KETIKA pada 3 September 2023 lalu digelar
rekonsiliasi antara saya dan satu saudari Subud dari Cabang Jakarta Selatan,
yang merasa terganggu dengan perkataan dan perbuatan saya terhadap dirinya, di
gazebo di halaman rumah seorang anggota Subud di kompleks Witana Harja,
Pamulang, Tangerang Selatan, Banten, saya menyodorkan kepadanya satu keheranan
saya.
Saudari Subud ini tergolong baru, belum genap
dua tahun sejak dibuka pada tahun 2021. Sebelum kami berkonflik, sempat
terungkap bahwa ia ternyata alumnus dari Fakultas Ilmu Pengetahuan Budaya
Universitas Indonesia (FIB UI), yang juga merupakan almamater saya (ketika
namanya masih Fakultas Sastra UI atau FSUI), hanya beda angkatan; angkatan saya
25 tahun mendahului angkatannya. Kesamaan almamater membuat saya memiliki
anggapan bahwa kualitas kepribadian intelektual kami pun sama, atau paling
tidak setara dalam cara pandang kami terhadap suatu masalah.

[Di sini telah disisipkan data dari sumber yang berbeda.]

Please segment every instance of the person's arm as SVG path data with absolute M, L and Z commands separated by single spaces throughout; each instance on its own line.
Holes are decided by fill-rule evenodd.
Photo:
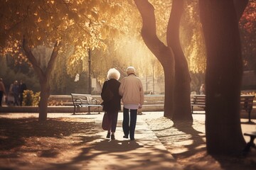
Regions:
M 142 81 L 139 81 L 139 95 L 140 95 L 140 100 L 139 100 L 139 108 L 142 108 L 144 101 L 144 89 L 143 89 Z
M 121 81 L 121 84 L 120 84 L 120 86 L 119 86 L 119 95 L 121 96 L 123 96 L 123 94 L 124 94 L 124 81 L 123 80 L 122 80 Z

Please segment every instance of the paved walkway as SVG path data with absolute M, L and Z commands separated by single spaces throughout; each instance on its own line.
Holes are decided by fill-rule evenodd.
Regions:
M 0 118 L 21 118 L 30 117 L 31 115 L 38 117 L 38 113 L 0 114 Z M 124 139 L 122 137 L 122 114 L 119 113 L 115 133 L 116 140 L 112 141 L 105 139 L 107 131 L 101 130 L 102 113 L 101 114 L 92 114 L 90 115 L 73 115 L 70 113 L 48 113 L 48 118 L 92 118 L 96 122 L 96 125 L 97 125 L 97 128 L 99 130 L 96 130 L 99 132 L 95 134 L 95 135 L 101 137 L 88 143 L 90 149 L 82 151 L 82 159 L 80 158 L 82 160 L 80 159 L 77 162 L 73 162 L 71 166 L 65 166 L 64 164 L 61 166 L 61 168 L 60 167 L 60 169 L 183 169 L 182 166 L 176 162 L 171 154 L 166 150 L 144 120 L 145 118 L 159 118 L 162 115 L 162 112 L 146 113 L 142 115 L 138 115 L 135 132 L 136 140 L 130 141 L 129 139 Z M 205 115 L 203 114 L 193 114 L 193 118 L 196 120 L 203 120 Z M 255 128 L 256 128 L 255 124 L 242 124 L 243 132 L 253 130 Z M 247 142 L 250 140 L 247 137 L 245 137 L 245 138 Z M 80 151 L 77 152 L 79 152 Z M 67 167 L 69 168 L 67 169 Z M 70 169 L 70 167 L 72 169 Z
M 102 117 L 96 122 L 100 124 Z M 140 115 L 137 116 L 135 140 L 122 137 L 122 114 L 119 114 L 115 140 L 99 139 L 90 151 L 89 169 L 182 169 Z M 107 132 L 97 134 L 105 138 Z M 97 156 L 95 156 L 97 155 Z
M 159 118 L 162 114 L 154 113 L 151 118 Z M 76 115 L 70 113 L 48 113 L 48 118 L 69 117 L 69 118 L 90 118 L 93 119 L 97 125 L 95 134 L 101 137 L 87 143 L 88 148 L 82 151 L 82 160 L 72 166 L 65 166 L 58 169 L 183 169 L 172 157 L 171 154 L 164 147 L 154 133 L 149 129 L 144 119 L 149 114 L 137 116 L 137 123 L 135 132 L 135 140 L 124 139 L 122 129 L 122 113 L 119 113 L 117 128 L 115 132 L 115 140 L 105 138 L 107 131 L 101 128 L 103 113 L 91 115 Z M 38 117 L 38 113 L 8 113 L 0 114 L 1 117 L 21 118 Z M 46 167 L 45 167 L 46 168 Z M 68 169 L 67 169 L 68 168 Z M 71 169 L 70 169 L 71 168 Z

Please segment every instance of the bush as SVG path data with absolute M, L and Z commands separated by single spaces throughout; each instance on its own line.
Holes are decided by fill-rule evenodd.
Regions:
M 32 106 L 38 106 L 40 101 L 40 92 L 36 92 L 34 94 Z
M 23 94 L 22 106 L 32 106 L 33 100 L 33 92 L 31 90 L 25 90 Z
M 31 90 L 26 90 L 23 94 L 22 106 L 38 106 L 40 101 L 40 92 L 34 94 Z

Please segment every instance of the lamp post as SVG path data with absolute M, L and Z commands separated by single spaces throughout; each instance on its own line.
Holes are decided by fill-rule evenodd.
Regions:
M 88 94 L 92 94 L 92 83 L 91 83 L 91 49 L 88 49 L 88 66 L 89 66 L 89 73 L 88 73 Z

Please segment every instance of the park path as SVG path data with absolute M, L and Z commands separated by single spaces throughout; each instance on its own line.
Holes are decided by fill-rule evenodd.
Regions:
M 26 170 L 47 169 L 47 170 L 101 170 L 101 169 L 147 169 L 147 170 L 180 170 L 182 166 L 178 164 L 171 154 L 161 143 L 160 140 L 150 130 L 144 119 L 148 116 L 152 118 L 159 118 L 159 113 L 146 113 L 143 115 L 138 115 L 135 132 L 135 140 L 124 139 L 122 129 L 122 113 L 118 115 L 118 123 L 115 132 L 115 140 L 106 139 L 107 131 L 102 130 L 101 122 L 103 113 L 101 114 L 78 114 L 70 113 L 48 113 L 48 118 L 86 118 L 95 122 L 95 135 L 98 137 L 86 143 L 82 149 L 68 151 L 68 153 L 76 154 L 72 160 L 63 162 L 64 158 L 60 158 L 58 162 L 46 164 L 37 162 L 36 165 L 26 166 Z M 0 118 L 26 118 L 37 117 L 38 113 L 7 113 L 0 115 Z M 76 147 L 72 147 L 75 149 Z M 81 148 L 80 147 L 79 148 Z M 38 167 L 38 165 L 41 166 Z M 29 169 L 29 167 L 31 169 Z M 18 168 L 17 169 L 23 169 Z
M 86 160 L 87 169 L 182 169 L 140 115 L 137 116 L 136 140 L 122 138 L 122 115 L 119 114 L 115 140 L 92 142 L 95 147 L 88 154 L 93 159 Z M 97 125 L 101 124 L 102 117 L 96 119 Z M 106 131 L 97 135 L 104 138 Z

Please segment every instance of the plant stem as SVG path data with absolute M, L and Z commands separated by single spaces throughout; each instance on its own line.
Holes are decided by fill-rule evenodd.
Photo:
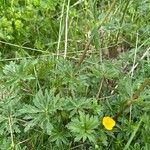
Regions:
M 96 28 L 97 28 L 97 29 L 99 29 L 99 28 L 102 26 L 102 24 L 108 19 L 109 15 L 110 15 L 110 13 L 111 13 L 111 11 L 112 11 L 112 9 L 113 9 L 114 6 L 115 6 L 116 1 L 117 1 L 117 0 L 113 0 L 112 5 L 110 6 L 110 8 L 109 8 L 107 14 L 105 15 L 105 17 L 103 18 L 103 20 L 102 20 L 98 25 L 96 25 Z M 95 34 L 95 33 L 94 33 L 94 34 Z M 92 35 L 91 38 L 87 41 L 87 44 L 86 44 L 85 49 L 84 49 L 84 51 L 83 51 L 83 54 L 81 55 L 81 57 L 80 57 L 80 59 L 79 59 L 78 66 L 80 66 L 81 63 L 83 62 L 83 60 L 84 60 L 84 58 L 85 58 L 85 56 L 86 56 L 86 53 L 87 53 L 87 51 L 89 50 L 89 46 L 90 46 L 90 44 L 91 44 L 91 41 L 92 41 L 93 37 L 94 37 L 94 35 Z
M 132 95 L 132 97 L 130 99 L 127 100 L 127 103 L 124 105 L 123 109 L 120 110 L 115 116 L 114 116 L 114 120 L 117 120 L 118 117 L 134 102 L 136 101 L 141 92 L 144 91 L 145 87 L 150 83 L 150 77 L 146 78 L 144 80 L 144 82 L 141 84 L 141 86 L 139 87 L 139 89 L 137 91 L 135 91 Z
M 126 2 L 125 8 L 124 8 L 124 10 L 123 10 L 123 15 L 122 15 L 122 18 L 121 18 L 121 20 L 120 20 L 120 27 L 121 27 L 122 24 L 123 24 L 124 16 L 125 16 L 125 14 L 126 14 L 126 10 L 127 10 L 128 6 L 129 6 L 129 3 L 130 3 L 130 0 L 128 0 L 128 1 Z M 119 39 L 119 36 L 120 36 L 120 30 L 121 30 L 121 29 L 119 28 L 119 31 L 118 31 L 117 36 L 116 36 L 116 41 L 115 41 L 116 44 L 118 43 L 118 39 Z

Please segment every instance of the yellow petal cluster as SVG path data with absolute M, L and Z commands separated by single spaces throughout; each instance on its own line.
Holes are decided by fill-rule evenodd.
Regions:
M 107 130 L 112 130 L 113 127 L 116 125 L 116 122 L 113 118 L 106 116 L 103 118 L 102 124 Z

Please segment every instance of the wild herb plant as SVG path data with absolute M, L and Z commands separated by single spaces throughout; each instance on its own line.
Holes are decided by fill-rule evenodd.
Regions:
M 0 149 L 148 150 L 149 10 L 0 1 Z

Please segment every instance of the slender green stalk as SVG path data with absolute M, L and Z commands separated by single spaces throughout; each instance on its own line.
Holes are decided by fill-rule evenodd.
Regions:
M 144 89 L 145 89 L 145 87 L 148 86 L 149 84 L 150 84 L 150 77 L 147 78 L 147 79 L 145 79 L 145 81 L 141 84 L 140 88 L 139 88 L 137 91 L 135 91 L 135 92 L 133 93 L 133 95 L 132 95 L 132 97 L 131 97 L 130 99 L 127 100 L 127 103 L 124 105 L 123 109 L 120 110 L 120 111 L 114 116 L 114 119 L 115 119 L 115 120 L 117 120 L 118 117 L 119 117 L 134 101 L 136 101 L 136 100 L 139 98 L 141 92 L 143 92 Z
M 122 15 L 121 20 L 120 20 L 120 28 L 119 28 L 119 31 L 118 31 L 117 36 L 116 36 L 116 41 L 115 41 L 116 44 L 118 43 L 118 39 L 119 39 L 120 32 L 121 32 L 121 26 L 122 26 L 122 24 L 123 24 L 124 17 L 125 17 L 127 8 L 128 8 L 128 6 L 129 6 L 129 3 L 130 3 L 130 0 L 128 0 L 128 1 L 126 2 L 126 5 L 125 5 L 124 10 L 123 10 L 123 15 Z
M 110 15 L 111 11 L 113 10 L 113 8 L 114 8 L 114 6 L 115 6 L 115 4 L 116 4 L 116 1 L 117 1 L 117 0 L 113 0 L 113 2 L 112 2 L 112 4 L 111 4 L 111 6 L 110 6 L 108 12 L 106 13 L 105 17 L 103 18 L 103 20 L 102 20 L 101 22 L 98 22 L 98 23 L 97 23 L 97 25 L 96 25 L 96 27 L 95 27 L 96 29 L 99 29 L 99 28 L 108 20 L 109 15 Z M 81 57 L 80 57 L 80 59 L 79 59 L 78 66 L 80 66 L 81 63 L 83 62 L 83 60 L 84 60 L 84 58 L 85 58 L 85 56 L 86 56 L 87 51 L 89 50 L 89 46 L 90 46 L 90 44 L 91 44 L 91 42 L 92 42 L 93 37 L 94 37 L 95 34 L 96 34 L 96 32 L 93 33 L 93 35 L 91 36 L 91 38 L 88 40 L 88 42 L 87 42 L 87 44 L 86 44 L 86 46 L 85 46 L 85 49 L 84 49 L 84 51 L 83 51 L 83 54 L 81 55 Z

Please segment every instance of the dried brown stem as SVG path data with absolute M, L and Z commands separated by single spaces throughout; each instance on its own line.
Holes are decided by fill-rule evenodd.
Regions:
M 124 105 L 123 109 L 120 110 L 115 116 L 114 119 L 117 120 L 118 117 L 134 102 L 136 101 L 141 92 L 143 92 L 143 90 L 145 89 L 145 87 L 150 83 L 150 77 L 145 79 L 144 82 L 141 84 L 141 86 L 139 87 L 139 89 L 137 91 L 135 91 L 132 95 L 132 97 L 130 99 L 127 100 L 127 103 Z
M 97 27 L 96 27 L 97 29 L 99 29 L 99 28 L 103 25 L 103 23 L 104 23 L 105 21 L 108 21 L 108 17 L 109 17 L 109 15 L 110 15 L 112 9 L 114 8 L 116 1 L 117 1 L 117 0 L 113 0 L 113 2 L 112 2 L 112 4 L 111 4 L 111 6 L 110 6 L 110 8 L 109 8 L 109 10 L 108 10 L 108 12 L 107 12 L 107 14 L 106 14 L 106 16 L 103 18 L 103 20 L 100 22 L 100 24 L 97 25 Z M 79 59 L 78 66 L 80 66 L 80 65 L 82 64 L 83 60 L 85 59 L 86 53 L 87 53 L 87 51 L 89 50 L 89 46 L 91 45 L 91 41 L 92 41 L 93 37 L 94 37 L 94 35 L 92 35 L 92 37 L 88 40 L 88 42 L 87 42 L 87 44 L 86 44 L 86 46 L 85 46 L 85 49 L 84 49 L 84 51 L 83 51 L 83 54 L 81 55 L 81 57 L 80 57 L 80 59 Z

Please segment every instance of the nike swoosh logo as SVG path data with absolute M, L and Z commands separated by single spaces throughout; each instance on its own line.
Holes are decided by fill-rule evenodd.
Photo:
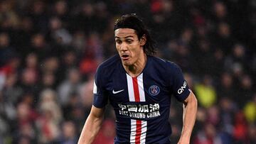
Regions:
M 119 92 L 123 92 L 123 91 L 124 91 L 124 89 L 122 89 L 122 90 L 117 91 L 117 92 L 114 91 L 114 89 L 113 89 L 112 93 L 113 93 L 114 94 L 116 94 L 119 93 Z

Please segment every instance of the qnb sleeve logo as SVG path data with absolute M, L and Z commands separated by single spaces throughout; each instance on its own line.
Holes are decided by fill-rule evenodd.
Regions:
M 183 86 L 181 86 L 181 87 L 178 89 L 178 94 L 181 94 L 186 89 L 186 86 L 187 86 L 187 84 L 186 84 L 186 81 L 184 81 Z

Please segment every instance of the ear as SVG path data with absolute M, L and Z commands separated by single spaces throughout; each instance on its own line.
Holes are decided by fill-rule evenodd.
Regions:
M 145 34 L 144 34 L 144 35 L 142 35 L 142 37 L 140 38 L 139 43 L 140 43 L 140 45 L 141 45 L 141 46 L 143 46 L 143 45 L 144 45 L 146 44 L 146 35 L 145 35 Z

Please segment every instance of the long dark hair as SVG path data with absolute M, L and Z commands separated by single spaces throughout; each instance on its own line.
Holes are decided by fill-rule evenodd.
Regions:
M 117 19 L 114 23 L 114 31 L 118 28 L 132 28 L 135 30 L 139 40 L 145 35 L 146 42 L 143 47 L 145 53 L 148 55 L 154 55 L 156 52 L 156 42 L 151 38 L 149 31 L 146 28 L 142 18 L 136 14 L 126 14 Z

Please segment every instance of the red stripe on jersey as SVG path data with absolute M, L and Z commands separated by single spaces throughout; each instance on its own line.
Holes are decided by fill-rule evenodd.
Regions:
M 142 135 L 142 121 L 136 121 L 136 137 L 135 137 L 135 144 L 140 144 L 140 138 Z
M 132 77 L 132 84 L 134 86 L 135 101 L 139 102 L 140 101 L 140 99 L 139 99 L 138 81 L 137 77 Z

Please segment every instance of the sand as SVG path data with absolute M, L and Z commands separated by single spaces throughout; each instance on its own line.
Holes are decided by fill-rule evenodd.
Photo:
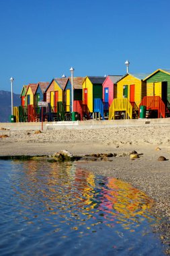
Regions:
M 77 164 L 95 173 L 127 181 L 153 198 L 155 212 L 166 219 L 162 230 L 164 241 L 169 243 L 170 125 L 47 130 L 38 134 L 32 130 L 0 130 L 1 135 L 9 137 L 0 139 L 0 156 L 50 155 L 61 150 L 74 155 L 118 154 L 108 161 L 79 161 Z M 139 158 L 132 160 L 129 153 L 133 150 L 139 154 Z M 158 161 L 161 156 L 167 160 Z

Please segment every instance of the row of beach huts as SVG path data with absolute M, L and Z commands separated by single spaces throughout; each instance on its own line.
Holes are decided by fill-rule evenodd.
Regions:
M 169 117 L 170 69 L 54 78 L 24 85 L 20 97 L 15 122 Z

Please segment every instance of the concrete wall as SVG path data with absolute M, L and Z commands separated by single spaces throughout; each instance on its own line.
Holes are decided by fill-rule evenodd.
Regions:
M 77 121 L 69 122 L 43 123 L 43 130 L 47 129 L 100 129 L 121 126 L 142 126 L 144 125 L 170 125 L 170 118 L 166 119 L 139 119 L 106 121 Z M 42 123 L 0 123 L 1 127 L 10 130 L 41 130 Z

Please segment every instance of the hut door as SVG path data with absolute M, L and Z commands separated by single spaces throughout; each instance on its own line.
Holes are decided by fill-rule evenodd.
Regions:
M 104 102 L 108 103 L 109 102 L 109 88 L 106 87 L 104 88 Z
M 71 105 L 71 90 L 68 89 L 66 90 L 66 112 L 70 112 Z
M 50 92 L 50 104 L 51 107 L 54 107 L 54 92 Z
M 83 95 L 84 95 L 83 104 L 85 105 L 87 105 L 87 88 L 83 89 Z
M 162 100 L 167 106 L 167 82 L 162 82 Z
M 123 96 L 124 98 L 128 98 L 128 86 L 124 86 Z
M 38 102 L 40 100 L 40 94 L 37 94 L 36 95 L 36 105 L 38 105 Z
M 22 106 L 25 106 L 25 96 L 22 96 Z
M 28 95 L 27 96 L 27 104 L 28 104 L 28 105 L 30 105 L 30 95 L 28 94 Z
M 162 83 L 161 82 L 154 83 L 154 96 L 159 96 L 161 98 L 161 87 Z
M 57 112 L 57 102 L 58 101 L 58 91 L 54 92 L 54 112 Z
M 134 84 L 130 86 L 130 102 L 134 102 Z

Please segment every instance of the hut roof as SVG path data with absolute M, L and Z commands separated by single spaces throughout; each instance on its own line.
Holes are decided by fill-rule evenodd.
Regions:
M 147 75 L 147 77 L 145 77 L 144 80 L 146 80 L 148 78 L 151 77 L 152 75 L 155 75 L 158 71 L 161 71 L 163 73 L 166 73 L 168 75 L 170 75 L 170 69 L 158 69 L 155 70 L 155 71 L 154 71 L 153 73 Z
M 28 90 L 29 87 L 31 88 L 32 92 L 33 94 L 35 94 L 37 88 L 38 88 L 38 84 L 29 84 L 27 88 L 27 92 Z
M 68 77 L 54 78 L 56 82 L 58 84 L 62 90 L 64 90 L 67 85 Z
M 85 77 L 73 77 L 73 88 L 74 89 L 82 89 L 83 88 L 83 82 L 84 81 Z M 71 83 L 71 77 L 69 77 L 70 82 Z
M 39 82 L 38 84 L 40 86 L 42 93 L 44 93 L 49 84 L 49 82 Z
M 118 80 L 120 80 L 122 77 L 122 76 L 123 75 L 108 75 L 108 77 L 114 84 L 116 84 L 116 82 Z
M 87 77 L 93 84 L 102 84 L 105 79 L 105 77 L 103 76 L 87 76 Z
M 126 73 L 124 75 L 123 75 L 119 80 L 117 81 L 117 82 L 122 80 L 122 79 L 126 77 L 127 75 L 132 75 L 139 80 L 144 80 L 145 77 L 146 77 L 147 75 L 148 75 L 148 73 Z

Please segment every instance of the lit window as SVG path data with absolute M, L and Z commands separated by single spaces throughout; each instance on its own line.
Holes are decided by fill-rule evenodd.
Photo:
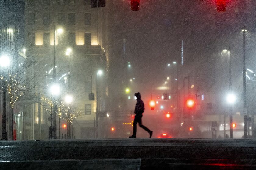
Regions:
M 35 44 L 37 46 L 41 46 L 43 44 L 43 32 L 36 32 Z
M 44 5 L 50 5 L 50 0 L 43 0 L 43 4 Z
M 90 13 L 84 14 L 84 25 L 91 25 L 91 14 Z
M 77 45 L 84 44 L 84 33 L 83 32 L 78 32 L 76 35 L 76 44 Z
M 85 104 L 85 114 L 88 115 L 91 114 L 91 105 Z
M 69 5 L 75 5 L 75 0 L 68 0 L 68 4 Z
M 76 14 L 74 13 L 70 13 L 68 15 L 68 24 L 69 25 L 76 25 Z

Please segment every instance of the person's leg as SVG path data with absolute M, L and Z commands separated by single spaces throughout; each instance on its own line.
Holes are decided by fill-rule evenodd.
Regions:
M 135 116 L 134 118 L 134 121 L 133 121 L 133 135 L 134 136 L 136 136 L 136 134 L 137 133 L 137 123 L 138 123 L 138 117 L 137 116 Z
M 141 120 L 142 118 L 142 116 L 140 117 L 140 118 L 138 120 L 138 121 L 139 122 L 139 126 L 140 126 L 140 127 L 143 128 L 148 132 L 150 133 L 151 131 L 147 127 L 142 124 L 142 121 Z

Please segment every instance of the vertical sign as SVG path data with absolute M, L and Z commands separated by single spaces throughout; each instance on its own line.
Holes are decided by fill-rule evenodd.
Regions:
M 181 65 L 183 65 L 184 63 L 184 61 L 183 58 L 183 40 L 181 46 Z

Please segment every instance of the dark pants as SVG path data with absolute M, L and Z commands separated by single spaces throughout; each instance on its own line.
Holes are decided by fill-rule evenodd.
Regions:
M 135 116 L 134 118 L 134 121 L 133 122 L 133 135 L 136 136 L 136 133 L 137 132 L 137 123 L 139 123 L 139 126 L 140 127 L 143 129 L 144 130 L 148 133 L 150 132 L 151 131 L 148 129 L 147 127 L 142 125 L 141 123 L 141 118 L 142 117 L 142 114 L 137 114 Z

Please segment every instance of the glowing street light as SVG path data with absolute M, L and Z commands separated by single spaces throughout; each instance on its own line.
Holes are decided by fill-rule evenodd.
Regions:
M 53 84 L 50 89 L 51 93 L 53 96 L 57 96 L 60 93 L 60 88 L 58 84 Z
M 130 89 L 129 88 L 126 88 L 125 89 L 125 92 L 126 93 L 129 93 L 130 92 Z
M 0 57 L 0 66 L 3 67 L 6 67 L 10 65 L 10 59 L 6 56 L 2 56 Z
M 226 100 L 228 103 L 233 104 L 236 101 L 236 95 L 233 93 L 228 94 L 226 98 Z
M 69 104 L 73 101 L 73 97 L 71 95 L 67 94 L 65 96 L 64 100 L 66 103 Z
M 97 75 L 101 76 L 102 74 L 103 74 L 103 71 L 101 70 L 98 70 L 98 72 L 97 72 Z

Setelah menjelaskan duduk perkara sebenarnya
dan saya meminta maaf dengan tulus, walaupun saya tidak tahu salah saya apa
(dia hanya mempermasalahkan aksi saya pasca nomor WhatsApp saya dia remove, yang dia anggap keterlaluan, dan
dia merasa terganggu dengan pesan-pesan WhatsApp saya yang saya sampaikan ke
dia via seorang saudara Subud), saya ungkapkan satu hal yang tiba-tiba melintas
di pikiran saya: “Kamu kan alumnus UI
seperti saya. Kenapa sikap dan tindakan kamu dalam menyelesaikan masalah ini
tidak mencerminkan seorang lulusan UI?”
Pada titik itu, dia terdiam, tidak mampu
menjawab.
Dalam kesempatan gathering kejiwaan siang hari di kamar No. 1309 dari hotel di Taman
Bukit Palem Resort, Caringin, Kabupaten Bogor, Jawa Barat, yang saya tempati
bersama tiga peserta Musyawarah Wilayah III PPK Subud DKI Jakarta lainnya, 16
September 2023, saya ungkapkan keheranan saya itu dengan satu pertanyaan:
Apakah intelektualitas otak tidak menjamin kita, anggota Subud, memiliki
kecerdasan jiwa yang mumpuni?
Kami berlima di kamar yang diperuntukkan buat
empat peserta Muswil III itu; satu saudara berasal dari kamar sebelah, tetapi dia
nyaman berdiskusi bersama kami berempat di 1309, karena kami berlima biasa
nongkrong bareng di Teras Timur Hall Latihan Cilandak. Satu saudara sejiwa itu
kebetulan yunior saya di UI, berasal dari program studi (prodi) Sejarah FIB UI,
prodi yang sama dengan saya, tetapi angkatannya 17 tahun di bawah angkatan
saya. Dialah yang memberi saya jawaban atas keheranan berbuah pertanyaan itu.
Menurut Yuda (bukan nama sebenarnya), otaknya
(dia merujuk pada saudari Subud itu) boleh pintar, tapi belum ada
ketersambungan dengan jiwanya. Intelektualitasnya belum ada rasa, belum
berkontak dengan bimbingan kekuasaan Tuhan. “Dia masih menggunakan logika dalam
memandang masalah, sementara masalah yang menimpa dia merupakan ekspresi dari
Latihannya. Makanya, menurut saya, itulah sebabnya Mas Arifin bisa tenang dan
rileks saja, sedangkan dia kacau. Yaa, Mas Arifin sudah 20 tahun Latihan, dia
baru dua tahun, njomplanglah,” ujar
Yuda, yang Desember 2023 nanti genap sepuluh tahun di Subud.
Saya membatinkan “Eureka!” saat mendengar pendapat Yuda tersebut, lantas saya
melakukan perenungan yang retrospektif, ke masa ketika saya baru dibuka. Saat
itu, saya pun mirip saudari Subud tersebut: Mudah naik darah, mudah baper atau
tersinggung, dan mudah sekali menghakimi orang lain sebagai buruk, hanya karena
saya tidak berkenan dengan perkataan atau perbuatan seseorang. Dan saya niteni di kemudian hari, memang pada
saat itu otak saya belum menyambung dengan jiwa saya, belum sinkron.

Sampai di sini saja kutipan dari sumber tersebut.